Recent advances in X-ray crystallography have significantly contributed to the understanding of the active site, revealing two Ni centres linked to a [Fe4S4] cluster. Mechanistic questions that remain unresolved include the binding sequence, the electronic structure of the reduced di-nickel site (NiINiII or Ni0NiII or even a higher reduced state), and the influence of the [Fe4S4] cluster.

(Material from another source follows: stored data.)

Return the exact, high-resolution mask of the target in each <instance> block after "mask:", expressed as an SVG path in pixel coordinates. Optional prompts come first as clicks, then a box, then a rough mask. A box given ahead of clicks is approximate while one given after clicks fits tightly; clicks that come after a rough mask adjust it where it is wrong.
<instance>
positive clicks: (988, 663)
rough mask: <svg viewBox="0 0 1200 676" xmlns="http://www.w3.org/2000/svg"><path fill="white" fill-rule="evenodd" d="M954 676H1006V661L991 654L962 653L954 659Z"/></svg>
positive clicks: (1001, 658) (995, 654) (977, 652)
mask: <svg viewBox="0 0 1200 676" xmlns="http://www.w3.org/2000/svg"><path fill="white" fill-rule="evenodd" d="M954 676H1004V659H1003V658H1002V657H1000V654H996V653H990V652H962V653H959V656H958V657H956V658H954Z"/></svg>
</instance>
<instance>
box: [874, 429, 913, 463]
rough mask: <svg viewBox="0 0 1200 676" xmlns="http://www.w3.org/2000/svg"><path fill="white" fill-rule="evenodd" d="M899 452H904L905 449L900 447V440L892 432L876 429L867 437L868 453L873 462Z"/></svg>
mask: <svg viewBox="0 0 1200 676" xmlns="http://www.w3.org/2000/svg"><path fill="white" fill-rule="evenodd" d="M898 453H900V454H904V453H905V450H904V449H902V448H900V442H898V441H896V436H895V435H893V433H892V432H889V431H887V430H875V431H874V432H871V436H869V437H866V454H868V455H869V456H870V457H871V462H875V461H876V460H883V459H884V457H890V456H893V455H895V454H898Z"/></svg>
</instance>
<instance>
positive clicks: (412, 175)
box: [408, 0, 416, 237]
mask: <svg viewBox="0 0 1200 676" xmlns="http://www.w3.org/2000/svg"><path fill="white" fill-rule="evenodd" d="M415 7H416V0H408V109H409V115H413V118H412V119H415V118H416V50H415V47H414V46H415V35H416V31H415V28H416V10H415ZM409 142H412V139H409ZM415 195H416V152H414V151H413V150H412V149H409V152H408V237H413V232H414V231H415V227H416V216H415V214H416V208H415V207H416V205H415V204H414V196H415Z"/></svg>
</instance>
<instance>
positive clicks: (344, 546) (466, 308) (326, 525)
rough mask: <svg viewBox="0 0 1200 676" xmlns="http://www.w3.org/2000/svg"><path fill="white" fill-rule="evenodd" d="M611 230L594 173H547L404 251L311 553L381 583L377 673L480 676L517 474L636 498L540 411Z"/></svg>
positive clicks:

We have recently established the first example of a Ni-CO compound that is converted into a Ni-C(O)-CH3 complex by transfer of CH3+, indicating that CO binding may be the first event in the catalytic cycle, especially since subsequent C-S bond formation could be realised, too.
Future studies will aim at elucidating the dependence of the reactivity on the oxidation state of the Ni centre and the electronic structure of its surroundings, i.e., iron/sulphur or other appendices providing reducing equivalents.
Furthermore, novel functional dinuclear [NiNi] complexes will be synthesised and investigated.